El proceder manifestado por Hu Jintao viene a exaltar las bondades de la colegialidad y la habilitación de procedimientos para resolver las tensiones y controversias sin que el estado se resienta en un tiempo, a cien años vista de su fundación, en que el PCCh debe reconstruir, creativamente, las bases de su legitimidad. Esta virtuosidad del PCCh sería positivamente valorada por una sociedad que aprecia el buen ejercicio burocrático del mandarinato pero no le convierte en protagonista sino en beneficiaria, o sufridora llegado el caso, de dichas tendencias. A la postre, son mecanismos alternativos a una democratización profunda, objetivo lejano a día de hoy.  

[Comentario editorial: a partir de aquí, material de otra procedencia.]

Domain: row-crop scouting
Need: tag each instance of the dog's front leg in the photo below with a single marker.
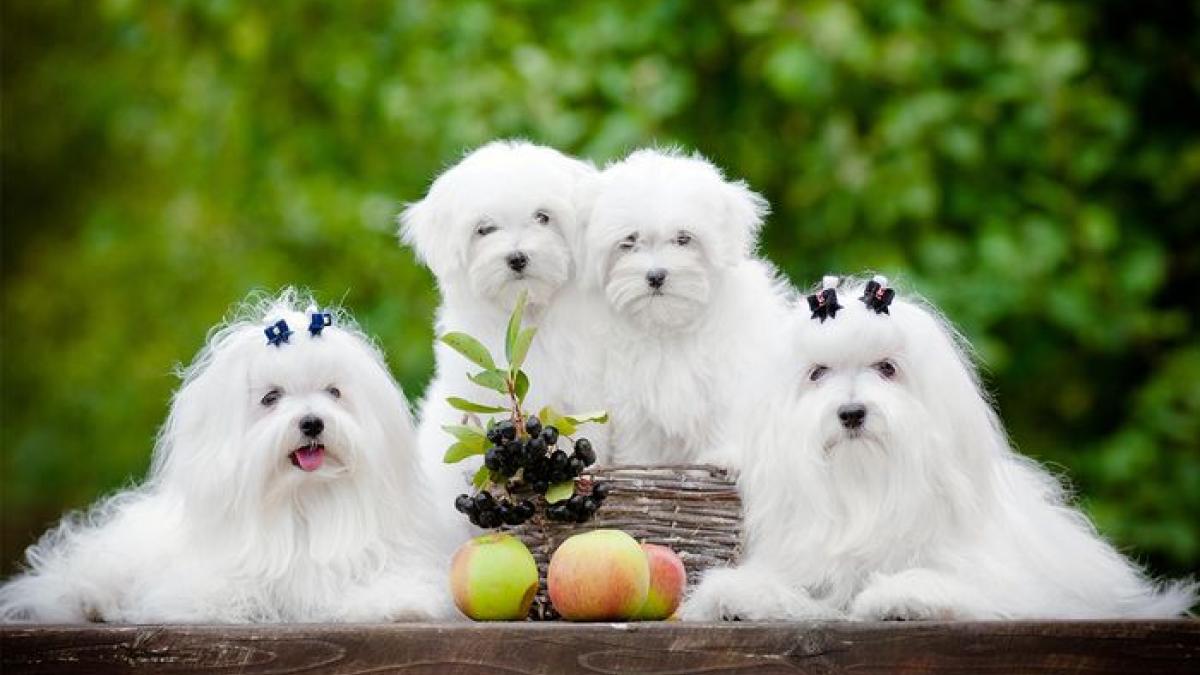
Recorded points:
(918, 595)
(750, 593)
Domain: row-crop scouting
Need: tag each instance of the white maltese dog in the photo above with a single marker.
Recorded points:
(501, 222)
(886, 488)
(285, 487)
(693, 314)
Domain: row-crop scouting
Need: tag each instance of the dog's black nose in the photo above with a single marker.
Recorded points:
(517, 261)
(657, 278)
(852, 414)
(311, 425)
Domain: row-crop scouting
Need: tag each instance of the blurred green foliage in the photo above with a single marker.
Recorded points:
(1031, 166)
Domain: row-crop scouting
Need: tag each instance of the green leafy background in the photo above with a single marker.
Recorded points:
(1031, 166)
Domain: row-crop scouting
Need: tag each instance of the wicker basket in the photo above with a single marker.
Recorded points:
(693, 508)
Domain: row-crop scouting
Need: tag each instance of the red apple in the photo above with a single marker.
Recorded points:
(599, 575)
(667, 584)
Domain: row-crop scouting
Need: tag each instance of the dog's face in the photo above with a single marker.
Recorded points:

Sin duda este proceder es uno de los elementos más destacados del legado de Hu Jintao. Sin líderes carismáticos, sin el aval de haber sido protagonistas de una revolución que hoy usufructúan, su legitimidad, en entredicho por los sinsabores de la reforma, tiene que construirse desde dentro. Ya no basta con mejorar los índices económicos, superando los problemas creados por una modernización que tanto ha mejorado la situación del país como agravado sus déficits en numerosos planos, sino que el PCCh debe demostrar su capacidad de liderazgo político ante una sociedad exigente que reclama ser sujeto activo del proceso de transformación. Ese desafío es difícil de integrar por quien ha interiorizado la premisa de que la preservación de su especial fuero es condición sine qua non para la estabilidad y el progreso del país.